Pour one out for Julen Lopetegui, who has had just about the worst possible year a soccer manager can have. Real Madrid fired Lopetegui this afternoon, one day after an embarrassing 5-1 ass-kicking by Messi-less Barcelona, thus ending a nightmare of a year.
As of just four months ago, the poor dude had the Spanish national team rolling into the World Cup on tremendous form. Spain had never lost under Lopetegui’s guidance, going 14-6-0 with a +48 goal difference during his two years in charge. But then, just one day before the World Cup started in Russia, Lopetegui was unceremoniously and inexplicably shit-canned by the Spanish federation in a bizarre display of frat-boy “alpha” posturing because the federation president was mad Lopetegui committed the mortal sin of, uh, not telling the federation soon enough that he was going to take another job after the World Cup. Predictably, Spain completely collapsed once the tournament started, found themselves unable to pass the ball forward, and crashed out in the round of 16 against a Russia team that was definitely not doping.

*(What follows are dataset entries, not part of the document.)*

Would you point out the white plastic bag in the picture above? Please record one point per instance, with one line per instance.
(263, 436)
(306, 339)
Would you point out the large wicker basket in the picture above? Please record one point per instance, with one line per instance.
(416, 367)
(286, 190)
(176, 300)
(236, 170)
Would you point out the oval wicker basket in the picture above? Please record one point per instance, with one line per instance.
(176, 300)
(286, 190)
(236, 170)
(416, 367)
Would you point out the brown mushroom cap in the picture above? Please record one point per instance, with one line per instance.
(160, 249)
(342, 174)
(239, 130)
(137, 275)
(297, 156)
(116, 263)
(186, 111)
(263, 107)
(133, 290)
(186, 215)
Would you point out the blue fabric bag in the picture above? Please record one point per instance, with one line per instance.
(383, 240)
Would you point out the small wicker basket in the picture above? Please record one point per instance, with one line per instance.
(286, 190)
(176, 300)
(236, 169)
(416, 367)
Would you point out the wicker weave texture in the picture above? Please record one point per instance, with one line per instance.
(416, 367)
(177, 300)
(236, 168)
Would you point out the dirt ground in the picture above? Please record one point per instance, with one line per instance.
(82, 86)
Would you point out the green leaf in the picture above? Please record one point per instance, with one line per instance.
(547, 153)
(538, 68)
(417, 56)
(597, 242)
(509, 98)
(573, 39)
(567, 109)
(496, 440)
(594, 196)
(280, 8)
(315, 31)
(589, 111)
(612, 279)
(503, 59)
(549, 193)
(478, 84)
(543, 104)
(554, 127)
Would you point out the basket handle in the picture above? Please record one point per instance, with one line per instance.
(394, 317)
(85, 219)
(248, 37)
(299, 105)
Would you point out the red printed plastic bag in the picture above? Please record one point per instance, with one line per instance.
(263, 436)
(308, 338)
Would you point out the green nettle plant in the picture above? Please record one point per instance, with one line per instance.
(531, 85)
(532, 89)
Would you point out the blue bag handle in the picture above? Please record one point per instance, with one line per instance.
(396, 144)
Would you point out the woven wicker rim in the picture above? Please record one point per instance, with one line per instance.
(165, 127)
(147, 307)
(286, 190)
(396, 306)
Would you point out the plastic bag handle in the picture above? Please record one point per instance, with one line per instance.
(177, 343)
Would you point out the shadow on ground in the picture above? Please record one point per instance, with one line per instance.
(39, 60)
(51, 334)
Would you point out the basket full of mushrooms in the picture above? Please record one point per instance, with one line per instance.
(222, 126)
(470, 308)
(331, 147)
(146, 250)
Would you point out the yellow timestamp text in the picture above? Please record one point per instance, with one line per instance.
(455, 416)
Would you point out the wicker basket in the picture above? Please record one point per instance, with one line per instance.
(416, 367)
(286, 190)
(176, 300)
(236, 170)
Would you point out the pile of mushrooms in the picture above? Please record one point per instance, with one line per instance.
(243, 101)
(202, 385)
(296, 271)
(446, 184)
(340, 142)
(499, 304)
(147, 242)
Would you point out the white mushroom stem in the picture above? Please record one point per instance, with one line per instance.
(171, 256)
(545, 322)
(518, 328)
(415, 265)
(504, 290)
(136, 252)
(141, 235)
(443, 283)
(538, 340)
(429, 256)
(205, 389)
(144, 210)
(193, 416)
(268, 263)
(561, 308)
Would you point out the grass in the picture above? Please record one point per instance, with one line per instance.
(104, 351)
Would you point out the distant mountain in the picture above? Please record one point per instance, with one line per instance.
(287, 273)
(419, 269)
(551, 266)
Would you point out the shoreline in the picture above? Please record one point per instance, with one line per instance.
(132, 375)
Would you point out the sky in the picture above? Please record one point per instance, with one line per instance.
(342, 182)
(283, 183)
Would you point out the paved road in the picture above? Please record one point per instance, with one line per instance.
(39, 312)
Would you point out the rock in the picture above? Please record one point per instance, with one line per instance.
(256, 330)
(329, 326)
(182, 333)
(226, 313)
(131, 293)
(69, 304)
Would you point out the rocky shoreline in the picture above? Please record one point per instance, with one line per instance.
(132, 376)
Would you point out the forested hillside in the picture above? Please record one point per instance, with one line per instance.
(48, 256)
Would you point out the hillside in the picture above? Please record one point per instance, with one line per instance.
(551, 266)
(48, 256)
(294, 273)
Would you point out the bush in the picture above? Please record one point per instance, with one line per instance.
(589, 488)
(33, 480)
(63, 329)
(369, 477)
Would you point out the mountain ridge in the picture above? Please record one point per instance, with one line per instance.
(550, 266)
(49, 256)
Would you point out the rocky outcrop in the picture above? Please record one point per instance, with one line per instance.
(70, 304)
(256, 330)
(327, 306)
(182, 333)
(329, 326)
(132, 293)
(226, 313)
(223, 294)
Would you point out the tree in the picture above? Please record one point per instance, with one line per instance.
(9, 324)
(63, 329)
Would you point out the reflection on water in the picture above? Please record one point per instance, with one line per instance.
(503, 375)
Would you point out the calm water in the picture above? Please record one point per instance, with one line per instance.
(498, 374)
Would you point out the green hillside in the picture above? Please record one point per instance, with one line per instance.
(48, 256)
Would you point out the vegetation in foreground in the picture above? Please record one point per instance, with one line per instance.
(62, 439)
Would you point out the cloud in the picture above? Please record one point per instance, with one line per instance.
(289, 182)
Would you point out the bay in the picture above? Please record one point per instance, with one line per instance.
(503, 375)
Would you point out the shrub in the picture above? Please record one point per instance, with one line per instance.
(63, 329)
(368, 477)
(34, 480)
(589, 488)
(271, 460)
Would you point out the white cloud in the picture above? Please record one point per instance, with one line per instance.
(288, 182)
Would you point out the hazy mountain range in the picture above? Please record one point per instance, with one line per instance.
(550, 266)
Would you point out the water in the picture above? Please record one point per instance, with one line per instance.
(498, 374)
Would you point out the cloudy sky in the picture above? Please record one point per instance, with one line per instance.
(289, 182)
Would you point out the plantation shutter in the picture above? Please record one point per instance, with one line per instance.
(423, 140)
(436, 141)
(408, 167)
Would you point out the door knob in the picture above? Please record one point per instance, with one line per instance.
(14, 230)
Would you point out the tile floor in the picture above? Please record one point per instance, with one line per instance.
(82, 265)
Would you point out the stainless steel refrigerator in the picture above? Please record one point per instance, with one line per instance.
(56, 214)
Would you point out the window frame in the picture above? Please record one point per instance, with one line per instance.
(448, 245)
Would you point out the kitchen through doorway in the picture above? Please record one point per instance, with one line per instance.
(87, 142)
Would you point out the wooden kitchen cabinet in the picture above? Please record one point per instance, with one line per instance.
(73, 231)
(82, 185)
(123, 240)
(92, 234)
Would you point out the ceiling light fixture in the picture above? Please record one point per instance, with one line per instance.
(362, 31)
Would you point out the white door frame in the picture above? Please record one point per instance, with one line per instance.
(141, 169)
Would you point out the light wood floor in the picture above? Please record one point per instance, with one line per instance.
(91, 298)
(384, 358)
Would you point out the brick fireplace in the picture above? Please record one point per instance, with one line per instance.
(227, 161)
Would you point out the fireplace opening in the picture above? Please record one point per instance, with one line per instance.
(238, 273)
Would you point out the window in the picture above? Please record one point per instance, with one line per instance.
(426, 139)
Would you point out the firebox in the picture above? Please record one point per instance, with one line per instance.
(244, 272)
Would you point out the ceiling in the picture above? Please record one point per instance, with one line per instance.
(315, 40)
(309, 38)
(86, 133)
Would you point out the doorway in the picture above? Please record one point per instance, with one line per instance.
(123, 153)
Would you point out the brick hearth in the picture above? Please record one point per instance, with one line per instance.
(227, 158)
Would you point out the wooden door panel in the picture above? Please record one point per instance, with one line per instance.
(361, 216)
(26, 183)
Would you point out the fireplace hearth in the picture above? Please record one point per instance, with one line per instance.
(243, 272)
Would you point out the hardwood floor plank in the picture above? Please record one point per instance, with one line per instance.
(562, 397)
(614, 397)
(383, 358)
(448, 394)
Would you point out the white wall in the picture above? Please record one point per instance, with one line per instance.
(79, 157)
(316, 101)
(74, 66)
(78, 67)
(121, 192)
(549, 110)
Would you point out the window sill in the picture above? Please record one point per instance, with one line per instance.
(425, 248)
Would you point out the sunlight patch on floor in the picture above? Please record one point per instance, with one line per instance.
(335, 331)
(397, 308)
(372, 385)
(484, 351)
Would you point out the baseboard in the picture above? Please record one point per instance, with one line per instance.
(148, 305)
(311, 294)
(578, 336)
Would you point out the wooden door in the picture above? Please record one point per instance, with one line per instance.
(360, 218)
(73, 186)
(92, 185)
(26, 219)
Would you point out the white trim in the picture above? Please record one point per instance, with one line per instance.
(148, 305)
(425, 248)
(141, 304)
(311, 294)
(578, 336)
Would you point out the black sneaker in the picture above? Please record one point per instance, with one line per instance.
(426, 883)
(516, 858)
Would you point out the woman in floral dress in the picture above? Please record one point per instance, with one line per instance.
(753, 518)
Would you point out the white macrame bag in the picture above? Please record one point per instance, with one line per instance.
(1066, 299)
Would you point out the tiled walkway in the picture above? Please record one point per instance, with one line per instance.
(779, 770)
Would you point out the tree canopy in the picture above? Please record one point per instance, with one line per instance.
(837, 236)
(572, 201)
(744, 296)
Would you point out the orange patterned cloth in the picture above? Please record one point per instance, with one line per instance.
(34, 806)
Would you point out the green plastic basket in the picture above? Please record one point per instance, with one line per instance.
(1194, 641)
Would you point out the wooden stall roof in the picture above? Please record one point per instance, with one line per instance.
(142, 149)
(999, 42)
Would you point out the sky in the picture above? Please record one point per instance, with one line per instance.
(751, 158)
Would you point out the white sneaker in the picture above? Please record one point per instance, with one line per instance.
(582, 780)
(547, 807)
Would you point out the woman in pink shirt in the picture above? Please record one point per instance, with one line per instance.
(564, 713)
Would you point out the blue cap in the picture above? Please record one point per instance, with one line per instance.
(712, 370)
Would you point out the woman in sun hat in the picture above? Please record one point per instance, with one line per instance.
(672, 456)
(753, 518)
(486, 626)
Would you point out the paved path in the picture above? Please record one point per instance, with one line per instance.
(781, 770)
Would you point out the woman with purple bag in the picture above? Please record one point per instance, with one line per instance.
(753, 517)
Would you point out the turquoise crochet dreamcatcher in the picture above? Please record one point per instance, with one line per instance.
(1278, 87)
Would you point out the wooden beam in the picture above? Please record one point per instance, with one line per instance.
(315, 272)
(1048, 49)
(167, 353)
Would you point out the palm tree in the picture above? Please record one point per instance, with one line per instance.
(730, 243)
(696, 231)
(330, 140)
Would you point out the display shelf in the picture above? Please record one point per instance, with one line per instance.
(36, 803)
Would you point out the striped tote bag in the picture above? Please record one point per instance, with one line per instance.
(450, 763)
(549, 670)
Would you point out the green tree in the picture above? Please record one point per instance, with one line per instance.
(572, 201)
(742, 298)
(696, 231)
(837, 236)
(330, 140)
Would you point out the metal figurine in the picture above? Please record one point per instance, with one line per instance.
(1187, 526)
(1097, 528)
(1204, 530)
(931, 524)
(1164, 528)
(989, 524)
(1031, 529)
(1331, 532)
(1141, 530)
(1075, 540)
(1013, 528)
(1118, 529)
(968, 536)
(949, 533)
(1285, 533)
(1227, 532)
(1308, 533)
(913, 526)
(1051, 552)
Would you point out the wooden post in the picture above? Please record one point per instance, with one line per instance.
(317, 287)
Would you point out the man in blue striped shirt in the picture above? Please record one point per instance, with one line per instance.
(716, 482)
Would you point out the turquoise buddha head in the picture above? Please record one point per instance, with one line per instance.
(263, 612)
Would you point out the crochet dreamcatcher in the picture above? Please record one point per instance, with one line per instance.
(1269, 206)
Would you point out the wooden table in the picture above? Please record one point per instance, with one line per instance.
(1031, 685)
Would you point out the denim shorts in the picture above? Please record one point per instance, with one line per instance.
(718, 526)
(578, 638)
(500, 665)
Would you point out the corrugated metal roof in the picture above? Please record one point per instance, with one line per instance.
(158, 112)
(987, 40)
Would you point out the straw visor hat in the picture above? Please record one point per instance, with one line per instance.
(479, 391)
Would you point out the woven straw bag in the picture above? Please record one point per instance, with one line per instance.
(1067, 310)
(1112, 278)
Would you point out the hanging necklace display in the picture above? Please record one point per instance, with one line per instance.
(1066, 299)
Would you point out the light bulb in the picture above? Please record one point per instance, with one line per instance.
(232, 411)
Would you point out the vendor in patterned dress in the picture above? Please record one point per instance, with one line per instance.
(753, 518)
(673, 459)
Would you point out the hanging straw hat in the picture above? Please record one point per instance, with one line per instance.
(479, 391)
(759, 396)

But still, even without Cristiano Ronaldo, Real Madrid are the biggest and best soccer club in the world. Every manager dreams of reaching a pinnacle like that, even if said pinnacle club is also a hilarious snake pit whose three-time Champions League winning coach called it quits because he didn’t want to deal with the bullshit. Lopetegui made it through exactly 14 games before getting the axe. His team’s only victory in the last month came against something called Viktoria Plzen, and Madrid have been outscored 9-3 in three games this season against their archrivals, Atlético Madrid and Barcelona. Things have gotten to the point that Lopetegui’s father had to give a caterwauling interview where he blamed the club for sabotaging his boy’s dream gig by selling Ronaldo and failing to buy a replacement. It’s been an absolute disaster, and Madrid are currently ninth in the league with a goal differential of zero.
Lopetegui may have been set up to fail, taking over for the overachieving manager of a fatigued squad that just lost their best player, but he did precisely nothing with all of Madrid’s talent. Not only that, but it appears his firing is at least in part because he lacked the confidence of his convictions and went back on the hard-working, highly effective playing style he successfully implemented early in the season—a style that might have rubbed certain big-time Madridistas the wrong way when it involved benching them in favor of more stylistically-fitting younger players—and instead more or less let the big boys bully him into playing the way they preferred. Lopetegui’s failure for club and country was so spectacular this year that he probably won’t ever get another big job again. He was good enough with Spain that, under normal circumstances, they might take him back, but that bridge has been burnt. The highest level of global soccer is as unforgiving as anything in sports.